Os solos, antes férteis, tornaram-se improdutivos; os rios, caudalosos que eram, definham-se; sem a evaporação da água – que quase não existia na terra – não havia mais chuvas, levando a todos as calamidades da seca e a ameaça de extinção da humanidade, sem procriação. A fartura e a abundância anterior, transformou-se em escassez e fome sobre a terra. Zeus, do Olimpo, sabe (“os deuses sabem tudo”) de todo o mal que está ocorrendo e de suas origens. Resolve pois interferir junto a Hades para “negociar” um acordo com a deusa Deméter. Hades propõe então à Deméter que durante seis meses no ano permaneça Perséfone nos infernais subterrâneos, na companhia dele e que os outros seis meses, passe a jovem filha com a sua mãe Deméter, na superfície da Terra.

Deméter aceita a proposta e inverte o triste quadro de miséria em que se encontrava a Terra, fazendo-a retornar a sua antiga fertilidade, com as mulheres voltando á maternidade, as verdes folhas dos campos novamente tremulando ao sopro das frescas brisas e os rios transbordantes de vigor nos, novamente regulares, períodos das chuvas.
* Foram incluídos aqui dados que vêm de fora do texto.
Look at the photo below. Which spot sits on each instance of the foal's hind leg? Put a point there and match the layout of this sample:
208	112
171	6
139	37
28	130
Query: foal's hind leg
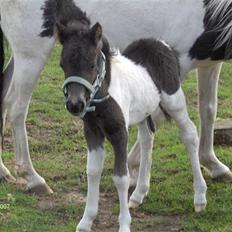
134	155
146	142
175	105
208	83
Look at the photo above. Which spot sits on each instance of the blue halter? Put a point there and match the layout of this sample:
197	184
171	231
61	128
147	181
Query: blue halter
93	89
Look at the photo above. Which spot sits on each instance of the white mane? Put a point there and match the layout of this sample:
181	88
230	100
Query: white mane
221	14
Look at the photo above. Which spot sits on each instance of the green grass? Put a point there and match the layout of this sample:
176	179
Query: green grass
58	151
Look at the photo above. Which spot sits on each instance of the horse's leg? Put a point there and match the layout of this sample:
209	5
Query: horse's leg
142	187
16	102
176	107
208	83
95	164
4	172
121	177
133	162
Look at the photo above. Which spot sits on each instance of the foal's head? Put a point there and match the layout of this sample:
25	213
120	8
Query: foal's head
79	60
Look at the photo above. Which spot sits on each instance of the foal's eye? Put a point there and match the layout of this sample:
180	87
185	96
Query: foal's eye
61	65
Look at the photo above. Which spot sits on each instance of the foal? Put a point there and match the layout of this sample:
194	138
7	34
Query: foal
110	92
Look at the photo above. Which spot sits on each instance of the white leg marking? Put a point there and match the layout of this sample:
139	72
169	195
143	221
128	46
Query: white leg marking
133	163
122	185
143	184
176	107
208	83
94	170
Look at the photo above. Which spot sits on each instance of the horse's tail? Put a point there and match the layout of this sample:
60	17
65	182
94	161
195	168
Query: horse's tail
1	80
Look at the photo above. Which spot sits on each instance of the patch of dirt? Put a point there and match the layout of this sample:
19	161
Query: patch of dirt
107	219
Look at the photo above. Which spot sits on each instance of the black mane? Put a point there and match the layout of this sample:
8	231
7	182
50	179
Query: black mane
64	11
208	44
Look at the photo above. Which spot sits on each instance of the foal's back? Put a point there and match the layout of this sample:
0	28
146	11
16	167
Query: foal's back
160	60
148	67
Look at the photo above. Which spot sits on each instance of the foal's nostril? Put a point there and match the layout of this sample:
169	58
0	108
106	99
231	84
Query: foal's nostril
76	107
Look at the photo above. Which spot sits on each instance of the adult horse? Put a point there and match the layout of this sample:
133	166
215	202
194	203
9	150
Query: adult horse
200	30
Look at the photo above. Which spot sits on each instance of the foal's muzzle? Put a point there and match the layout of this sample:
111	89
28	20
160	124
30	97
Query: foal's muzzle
75	107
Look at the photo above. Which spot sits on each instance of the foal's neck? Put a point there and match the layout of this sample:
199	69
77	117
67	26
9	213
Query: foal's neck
107	53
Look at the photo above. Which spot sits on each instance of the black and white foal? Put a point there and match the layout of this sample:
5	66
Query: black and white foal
110	92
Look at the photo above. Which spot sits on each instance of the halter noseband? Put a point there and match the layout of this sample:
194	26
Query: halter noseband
93	89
E, assim, anualmente, sempre na Primavera, quando as flores voltam a colorir os belos jardins dos campos de Deméter, retorna Perséfone à superfície da Terra. Vem sorver os luminosos raios de sol e, no aconchego carinhoso do calor materno, aí permanece por seis meses. Retorna ao Hades no período invernal, e, nos escuros e profundos subterrâneos infernais, em companhia do apavorante esposo, ali permanece por igual período.